Spark Quickstart on Windows 10 Machine
Apache Spark™ is a unified analytics engine for large-scale data processing.
Install java
Install spark (2 ways)
-
Using pyspark (trimmed down version of spark with only python binaries).
spark programs can also be run using java, scala, R and SQL if installed using method 2 while pyspark only supports python.

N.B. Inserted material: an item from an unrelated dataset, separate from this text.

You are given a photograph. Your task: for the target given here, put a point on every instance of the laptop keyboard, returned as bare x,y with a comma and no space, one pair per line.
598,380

conda create -n "spark" pip install pyspark
-
Using spark binaries
-
download spark binaries
-
Install 7zip for winodows 64 bit and extract spark-2.4.4-bin-hadoop2.7.tgz
PS C:\Users\krkusuk.REDMOND\bin> dir .\spark-2.4.4-bin-hadoop2.7\ Directory: C:\Users\krkusuk.REDMOND\bin\spark-2.4.4-bin-hadoop2.7 Mode LastWriteTime Length Name ---- ------------- ------ ---- d----- 8/27/2019 2:30 PM bin d----- 8/27/2019 2:30 PM conf d----- 8/27/2019 2:30 PM data d----- 8/27/2019 2:30 PM examples d----- 8/27/2019 2:30 PM jars
-
Add bin directory to PATH environment variable
C:\Users\krkusuk.REDMOND\bin\spark-2.4.4-bin-hadoop2.7\bin
-
Test spark installation
Check your spark installation directory in anaconda powershell.
(spark) PS C:\Users\krkusuk> gcm pyspark
CommandType Name Version Source
----------- ---- ------- ------
Application pyspark.cmd 0.0.0.0
C:\Users\krkusuk\AppData\Local\Continuum\miniconda3\envs\spark\Scripts\pyspark.cmd
> pyspark
____ __
/ __/__ ___ _____/ /__
_\ \/ _ \/ _ `/ __/ '_/
/__ / .__/\_,_/_/ /_/\_\ version 2.4.4
/_/
Using Python version 3.7.4 (default, Aug 9 2019 18:34:13)
SparkSession available as 'spark'.
>>> spark.version
'2.4.4'
Winutils error fix :
If seeing a bunck of java related errors while starting spark, install winutils using this link .
Download data
Download usda employment website to run analysis.
Unzip the file
Play with spark shell
Setting log Level to WARN
-
If installed spark through pyspark.
Problem with setting loglevel in pyspark 2 solutions that worked for me.
-
Through config file
Get spark home
>>> import os >>> os.environ["SPARK_HOME"] 'C:\\Users\\krkusuk\\AppData\\Local\\Continuum\\miniconda3\\envs\\spark\\lib\\site-packages\\pyspark'
Create conf folder and log4j.properties file inside conf folder. Write these inside the file.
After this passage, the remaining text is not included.